Call it a poor decision, or putting the cart before the horse, the decision to increase the daily sustenance allowance by 100 percent, without increasing the budget, has not gone well for civil servants.
If the idea of increasing the allowance was to meet the cost of being away from home on official duty, it has served the purpose. Cost of living has increased. With Nu 500, one cannot even rent a decent hotel in almost all the towns in the country. It would be difficult for an official on tour to meet his daily expenses, get a decent place to sleep and three meals even with the increased amount.
But if the idea is to motivate people to travel and enhance service delivery, it has not helped. Government agencies have started cutting down on travel as they run out of budget. Some, who feel travel is important for their job, are dipping into other budgets. With or without budget, if a duty involves travelling, like the forester who has to patrol the forest to contain illegal logging, their presence in the jungle is important.
But the decision to improve the raise before the increase in budget, even if not intended, has shaken officials, especially those who have control over travel and allowance.

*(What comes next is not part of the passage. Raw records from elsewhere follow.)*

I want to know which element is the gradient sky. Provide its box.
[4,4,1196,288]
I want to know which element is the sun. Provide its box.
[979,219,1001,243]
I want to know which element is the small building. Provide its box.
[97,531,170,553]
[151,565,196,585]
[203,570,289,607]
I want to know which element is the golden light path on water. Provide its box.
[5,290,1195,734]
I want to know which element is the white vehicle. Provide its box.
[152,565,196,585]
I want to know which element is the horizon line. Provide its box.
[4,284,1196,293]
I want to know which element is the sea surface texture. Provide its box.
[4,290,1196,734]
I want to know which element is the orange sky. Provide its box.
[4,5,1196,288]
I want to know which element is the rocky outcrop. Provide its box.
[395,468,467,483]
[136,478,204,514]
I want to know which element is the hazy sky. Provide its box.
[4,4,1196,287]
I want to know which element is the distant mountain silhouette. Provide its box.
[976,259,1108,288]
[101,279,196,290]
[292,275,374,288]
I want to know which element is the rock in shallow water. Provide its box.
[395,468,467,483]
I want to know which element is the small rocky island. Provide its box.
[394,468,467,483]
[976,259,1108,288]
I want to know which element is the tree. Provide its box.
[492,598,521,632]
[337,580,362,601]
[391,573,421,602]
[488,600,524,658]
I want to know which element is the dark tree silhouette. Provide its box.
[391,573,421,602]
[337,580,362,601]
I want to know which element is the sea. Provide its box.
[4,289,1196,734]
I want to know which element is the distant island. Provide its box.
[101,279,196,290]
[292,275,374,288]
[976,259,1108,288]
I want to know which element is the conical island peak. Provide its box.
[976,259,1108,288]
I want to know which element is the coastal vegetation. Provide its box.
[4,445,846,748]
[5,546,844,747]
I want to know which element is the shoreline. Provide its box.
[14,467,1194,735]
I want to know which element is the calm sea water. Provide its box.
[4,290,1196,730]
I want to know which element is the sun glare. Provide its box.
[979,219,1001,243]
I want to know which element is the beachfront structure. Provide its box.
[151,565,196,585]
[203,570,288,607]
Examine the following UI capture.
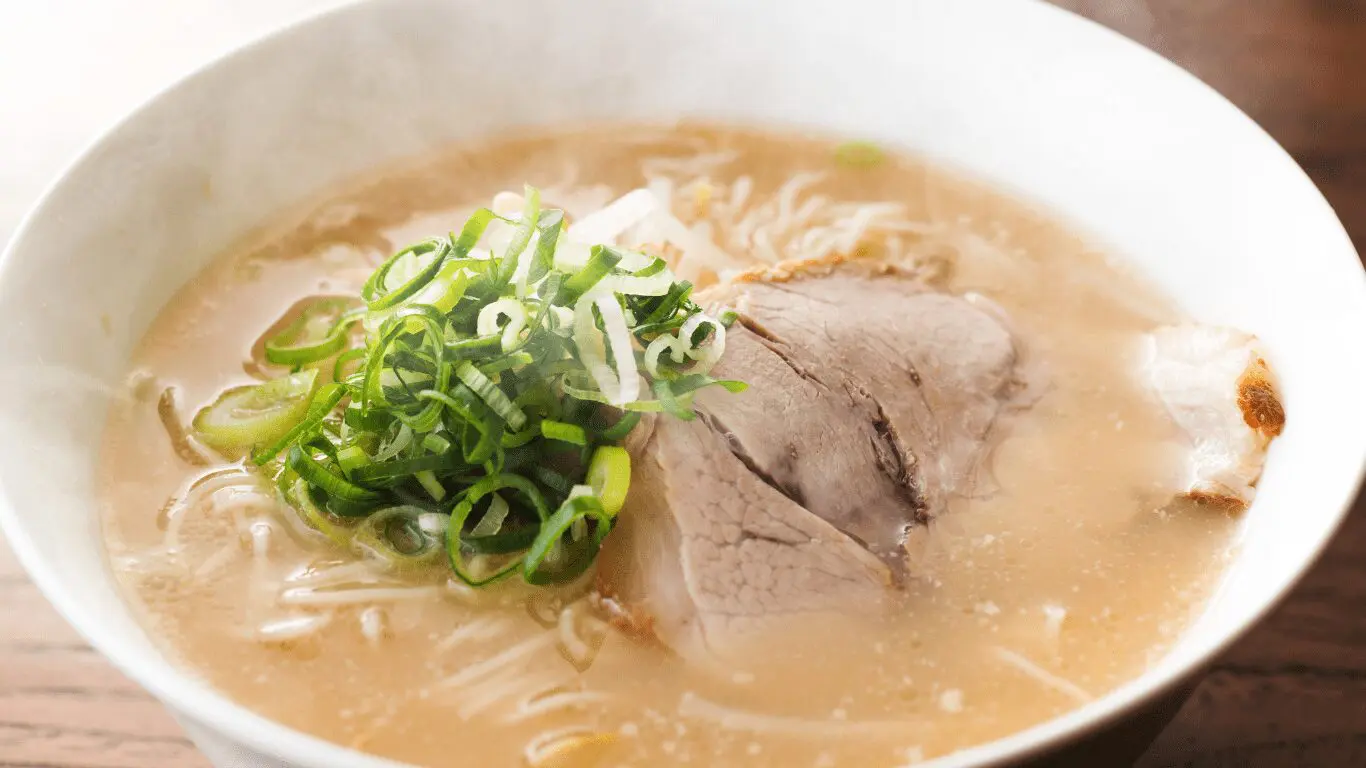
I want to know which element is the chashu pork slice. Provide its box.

They are forced to manage with whatever they have.
From a positive perspective, tightening the kera for the lack of budget has come as a good test for government agencies. Can we manage? The bigger test is can we control unnecessary travel and therefore unnecessary cost to government coffers?
What’s sure is that there won’t be many table tours this financial year. Travel will be scrutinised and prioritised. The little budget they have will have to be spent on travel that cannot be compromised. Some are already doing it.
It is an open secret that a lot of money is wasted on tours and travels that can be avoided without hampering services. When an agency has budget in excess, tours are created so that the budget is not reflected as unspent and returned to the government.
There is also a misconception that the so-called TA/DA is an opportunity to save money. It is to cover basic cost while on official duty from the place of work. The amount should be able to cover this, because the implication is not so much the travel but the necessity. The wrong people should not make the wrong trips for the wrong reasons.
What we can take from the current paradox is that we can actually cut cost. We need not sacrifice porter and pony claims totally, like one dzongkhag did, but can scrutinise the claims. Travel distance has become shorter, with almost every gewog now connected with roads. Why should we pay separate mileage for four officials travelling in one car? Why has the official days of travelling from Thimphu to Gasa not changed, when the latter is connected by road and takes only one day to reach.
As agencies adjust the limited budget, it could lead to something good for the cash-strapped government, if looked at from a positive angle.